Safety is a top priority at Tillamook. Each plant has safety committees consisting of employees and supervisors, and supported by managers. They identify and correct hazards in the workplace. The safety department conducts monthly meetings to train and educate employees about the hazards that may occur in a dairy manufacturing facility. A Tillamook representative said the company has “one of the best injury frequencies in the dairy manufacturing industry.”

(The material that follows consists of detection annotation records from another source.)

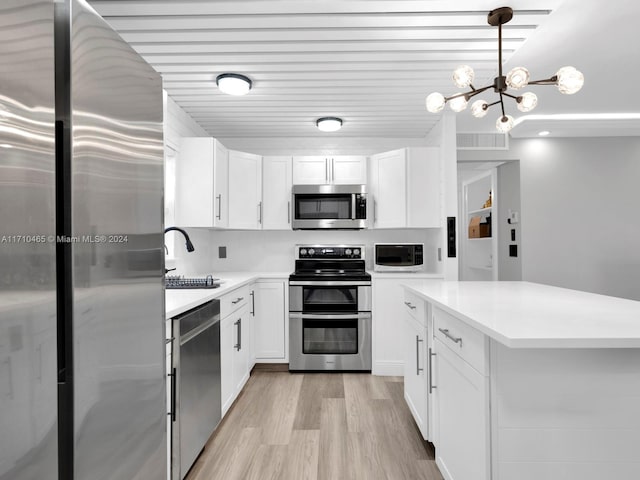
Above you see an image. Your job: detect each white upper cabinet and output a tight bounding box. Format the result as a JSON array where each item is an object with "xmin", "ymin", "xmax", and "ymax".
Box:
[
  {"xmin": 369, "ymin": 149, "xmax": 407, "ymax": 228},
  {"xmin": 330, "ymin": 155, "xmax": 367, "ymax": 185},
  {"xmin": 369, "ymin": 147, "xmax": 442, "ymax": 228},
  {"xmin": 293, "ymin": 155, "xmax": 367, "ymax": 185},
  {"xmin": 407, "ymin": 147, "xmax": 443, "ymax": 228},
  {"xmin": 229, "ymin": 150, "xmax": 263, "ymax": 230},
  {"xmin": 262, "ymin": 156, "xmax": 292, "ymax": 230},
  {"xmin": 176, "ymin": 137, "xmax": 229, "ymax": 227},
  {"xmin": 293, "ymin": 156, "xmax": 329, "ymax": 185}
]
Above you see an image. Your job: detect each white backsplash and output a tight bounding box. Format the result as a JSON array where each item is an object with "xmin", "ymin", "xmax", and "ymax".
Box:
[{"xmin": 174, "ymin": 228, "xmax": 444, "ymax": 275}]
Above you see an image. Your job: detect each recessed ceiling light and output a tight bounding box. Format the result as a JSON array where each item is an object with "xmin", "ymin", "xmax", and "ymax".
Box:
[
  {"xmin": 316, "ymin": 117, "xmax": 342, "ymax": 132},
  {"xmin": 216, "ymin": 73, "xmax": 252, "ymax": 95}
]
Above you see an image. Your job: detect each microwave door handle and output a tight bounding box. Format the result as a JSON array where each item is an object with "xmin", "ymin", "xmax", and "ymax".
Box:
[{"xmin": 351, "ymin": 193, "xmax": 356, "ymax": 220}]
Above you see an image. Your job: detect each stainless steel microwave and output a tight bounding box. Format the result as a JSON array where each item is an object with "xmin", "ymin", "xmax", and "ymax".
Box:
[
  {"xmin": 373, "ymin": 243, "xmax": 424, "ymax": 272},
  {"xmin": 292, "ymin": 185, "xmax": 367, "ymax": 230}
]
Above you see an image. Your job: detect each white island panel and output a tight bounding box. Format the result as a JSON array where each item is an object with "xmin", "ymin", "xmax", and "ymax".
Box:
[{"xmin": 407, "ymin": 280, "xmax": 640, "ymax": 348}]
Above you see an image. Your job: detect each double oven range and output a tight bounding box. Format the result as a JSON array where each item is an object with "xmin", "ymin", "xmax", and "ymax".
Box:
[{"xmin": 289, "ymin": 245, "xmax": 371, "ymax": 371}]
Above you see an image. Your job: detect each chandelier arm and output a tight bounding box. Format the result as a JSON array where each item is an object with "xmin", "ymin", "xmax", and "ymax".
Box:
[
  {"xmin": 498, "ymin": 24, "xmax": 504, "ymax": 79},
  {"xmin": 467, "ymin": 85, "xmax": 493, "ymax": 100},
  {"xmin": 528, "ymin": 75, "xmax": 558, "ymax": 85}
]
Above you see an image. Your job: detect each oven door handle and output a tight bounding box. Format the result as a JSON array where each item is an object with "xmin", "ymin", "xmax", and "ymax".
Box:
[
  {"xmin": 289, "ymin": 312, "xmax": 371, "ymax": 320},
  {"xmin": 289, "ymin": 280, "xmax": 371, "ymax": 287}
]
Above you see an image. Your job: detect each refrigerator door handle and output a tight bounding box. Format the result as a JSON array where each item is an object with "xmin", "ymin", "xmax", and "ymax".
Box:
[{"xmin": 167, "ymin": 367, "xmax": 178, "ymax": 422}]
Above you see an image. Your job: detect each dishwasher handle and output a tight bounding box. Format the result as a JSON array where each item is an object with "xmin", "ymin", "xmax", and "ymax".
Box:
[{"xmin": 233, "ymin": 318, "xmax": 242, "ymax": 351}]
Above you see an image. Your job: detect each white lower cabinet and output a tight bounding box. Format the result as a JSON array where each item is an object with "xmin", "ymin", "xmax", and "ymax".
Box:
[
  {"xmin": 220, "ymin": 287, "xmax": 253, "ymax": 417},
  {"xmin": 253, "ymin": 280, "xmax": 287, "ymax": 362},
  {"xmin": 402, "ymin": 292, "xmax": 433, "ymax": 440},
  {"xmin": 404, "ymin": 315, "xmax": 429, "ymax": 440},
  {"xmin": 432, "ymin": 308, "xmax": 491, "ymax": 480}
]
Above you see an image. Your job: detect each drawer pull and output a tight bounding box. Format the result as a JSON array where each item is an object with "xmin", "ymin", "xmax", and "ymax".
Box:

Tillamook is certified by the SQF certification program, which is under the Global Food Safety Initiative. The plant is SQF Level 2 certified and was awarded a score of “Excellent” after its most recent SQF audit. The SQF audit is annual, but the plant is audited at least three times a year by third-party agencies for customers, whom Tillamook encourages to visit. Both the U.S. Food and Drug Administration and the Oregon Department of Agriculture have jurisdiction over the manufacturing processes
at Tillamook.
The processor conducts its own internal audits designed to continuously inspect its food safety systems in order to ensure high quality. Tillamook audits suppliers regularly and travels the country to evaluate and resolve any issues that may occur. There is a tiered system (from low-risk to high-risk) that is based on allergens and ingredients. A scorecard of sorts evaluates supplier performance from quality to on-time delivery. Tillamook uses HACCP to document all of its systems and it follows this model to ensure safe and quality cheese, ice cream and whey products.
Even though hundreds of visitors a day might crowd an observation deck at Tillamook, the eyes that count belong to the cooperative’s skilled cheesemakers, line operators, laboratory analysts and other professionals who oversee the process of manufacturing award-winning premium cheeses.
At A Glance
Tillamook County Creamery Association, Tillamook, Ore.
Interstate Milk Shipper Plant 030: IMS Ratings — 90% raw milk, 90% enforcement (July 2012)
History: The plant was built in 1949. A whey powder plant was added in 1979 and expanded in 1995. The cold storage capacity was expanded in 1984. In the 1990s, cheese manufacturing and packaging capacities were expanded and automated. In 2000, Tillamook added an Automated Storage and Retrieval System automated warehouse. Last year saw the start of facility upgrades, including a starter room and CIP room and new locker rooms and a centralized break room for production employees.
Size: 307,990 square feet
Employees: About 500 (production and non-production). The facility has three shifts.
Products made: Cheese, ice cream and dry sweet whey powder
Processing capacity: About 1.5 million pounds of milk daily
Storage silos: Five 25,000-gallon silos and three 30,000-gallon silos for cheese production. For ice cream production, there are two 10,000-gallon cream silos.
Lines: One cheesemaking line (40-pound blocks); four cheese packaging lines (various weights and cuts); two ice cream filling lines (56-ounce cartons and 3-gallon tubs); one whey manufacturing line (25-kilogram bags)
Warehouse: 8,000 pallets conventional and 15,000 pallets in a high-rise automated storage and retrieval system (ASRS). There are approximately 21,000 pallet positions, from 650 in cold storage pick bays to 5,600 pallets specifically used for 40-pound blocks. A refrigerated staging area for shipping has seven bays.